En Inde, les moustiques anophèles sont de plus en plus attirés par les étables, où ils se nourrissent du sang du bétail. Probablement lié à la lutte contre anti-moustique, ce comportement jusqu’alors peu fréquent va compliquer la lutte contre le paludisme, révèle une étude publiée dans la revue Scientific Reports.

Jusqu’alors, on pensait que les moustiques vecteurs du paludisme, dont les anophèles, se nourrissaient exclusivement de sang humain. Or une étude menée dans l’Odisha, Etat de l’est de l’Inde et où l’on compte plus de la moitié des cas de paludisme du pays, révèle que nombre d’entre eux se sont pris d’appétit pour d’autres animaux, dont les bovins.

Des moustiques zoophiles

L’équipe de Matthew Thomas, entomologiste à la Pennsylvania State University, a étudié 1.774  Anopheles culicifacies et 169 Anopheles fluviatilis, les deux principaux vecteurs dans cette région de l’Inde.
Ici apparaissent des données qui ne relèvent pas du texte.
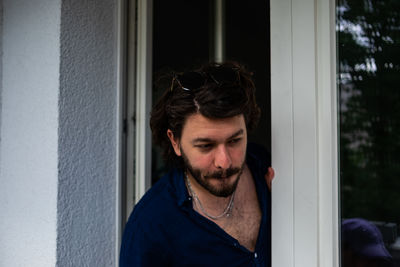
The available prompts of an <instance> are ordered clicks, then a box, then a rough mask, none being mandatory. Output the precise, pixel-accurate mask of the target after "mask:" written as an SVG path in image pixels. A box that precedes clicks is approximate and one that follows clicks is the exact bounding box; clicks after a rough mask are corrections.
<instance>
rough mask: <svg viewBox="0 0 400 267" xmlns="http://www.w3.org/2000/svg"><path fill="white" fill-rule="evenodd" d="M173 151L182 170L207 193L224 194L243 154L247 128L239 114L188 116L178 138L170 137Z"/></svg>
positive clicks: (231, 178)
Pour la plupart piégés dans des étables, et non dans des habitations humaines, 37% des Anopheles culicifacies ne s’étaient repus de sang bovin, 20,6% que de sang humain et 42,4% d’un mélange des deux.

Selon les chercheurs, cette «zoophilie» inattendue est un phénomène nouveau, et pourrait s’expliquer par l’adaptation des moustiques aux moyens de contrôle du paludisme, tels qu’insecticides dans les habitations ou moustiquaires, absents des étables.

Une situation similaire a été observée dans plusieurs régions d’Afrique, où Anopheles gambiae, qui se nourrit exclusivement de sang humain, a progressivement été remplacé par Anopheles arabiensis, zoophile, suite à la généralisation des moustiquaires traitées aux insecticides.

Risque de prolifération

Certes, le parasite Plasmodium falciparum, agent du paludisme, ne peut être transmis aux bovins. Mais même sans être des réservoirs de la maladie, le bétail pourrait favoriser la prolifération du moustique, et donc le risque pour l’homme.

Alors que l’Inde, premier pays asiatique pour le nombre de cas de paludisme, espère éradiquer la maladie d’ici 2030, les chercheurs révèlent, par une modélisation mathématique, que l’objectif ne sera pas atteint sans prendre de mesures préventives dans les étables.